Nel mirino infine finiscono le Tac e le risonanze magnetiche. Le ultime due – si legge nel dossier – «lavorano solo poche ore al giorno. Mentre c’è la necessità di farle funzionare almeno nelle 12 ore diurne. Questo permetterebbe un adeguato ammortamento delle spese dei macchinari e una notevole riduzione delle liste di attesa». Sul banco degli imputati anche le attività intra-moenia nelle aziende ospedaliere e negli ospedali della provincia. «E’ possibile – denuncia la Cgil – che persista ancora un così ampio divario di tempi di attesa tra prestazioni effettuate in intra-moenia e prestazioni effettuate in regime ordinario?». Differenza che, precisano, «non è prevista dalla normativa». Da qui il dubbio: «Siamo certi che questa attività sia svolta solo ed esclusivamente al di fuori del normale orario di lavoro? Un confronto – precisano – ed una verifica su questo tema resta necessario ed indifferibile anche perché a pagarne le conseguenze sono soprattutto i soggetti più deboli e meno protetti».

A febbraio Vincenzo Albanese, oncologo del Policlinico, ha presentato due esposti alle procure di Catania e Palermo per denunciare l’inaccettabile tempo di attesa – fino a dieci mesi – per riuscire a sottoporre i malati di tumore a un’operazione. Individuando, tra le altre inefficienze, la disponibilità della sala operatoria solo per tre volte la settimana. «E’ il risultato di una politica che pensa solo alle clientele», denunciava a CTzen.

Adesso il documento della Cgil riaccende l’attenzione sul problema. «Oggi, finalmente, ci sono i nuovi direttori generali – conclude il sindacato – Non abbiamo motivo di pensare che siano stati scelti con criteri diversi da quelli del merito, e che agiranno in buona fede. Ci dichiariamo già da subito a loro completa disposizione. Ma siamo al di sotto dei livelli minimi di assistenza. La Regione ci dice che l’emergenza è finita? Ce lo dimostrino allora. Intanto noi chiediamo un’audizione all’assessore regionale alla Sanità e alla Commissione regionale Sanità».
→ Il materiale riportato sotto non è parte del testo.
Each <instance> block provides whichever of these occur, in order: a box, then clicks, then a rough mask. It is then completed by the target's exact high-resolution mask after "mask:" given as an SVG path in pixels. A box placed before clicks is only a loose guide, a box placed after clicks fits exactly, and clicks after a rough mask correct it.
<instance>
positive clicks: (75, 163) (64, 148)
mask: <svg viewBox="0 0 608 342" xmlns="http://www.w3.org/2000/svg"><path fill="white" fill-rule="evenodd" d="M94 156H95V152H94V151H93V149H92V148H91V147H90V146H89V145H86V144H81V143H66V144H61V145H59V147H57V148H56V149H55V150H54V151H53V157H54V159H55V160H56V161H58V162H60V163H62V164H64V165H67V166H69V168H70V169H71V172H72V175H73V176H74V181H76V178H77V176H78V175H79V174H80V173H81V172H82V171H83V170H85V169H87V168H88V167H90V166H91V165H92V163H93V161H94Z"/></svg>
Presenti alla conferenza stampa di presentazione del dossier il segretario generale della Camera del lavoro, Giacomo Rota, il segretario della Funzione pubblica Gaetano Agliozzo, Turi Cubito, responsabile Cgil Dipartimento Sanità, la responsabile del Dipartimento Pubblico impiego Rosaria Leonardi, la segretaria della Fp Cgil (e responsabile infermieristico Vittorio Emanuele) Mimma Di Guardo, l’infermiere Antonino Carcagnolo e Carmelo Calvagna, della Cgil medici.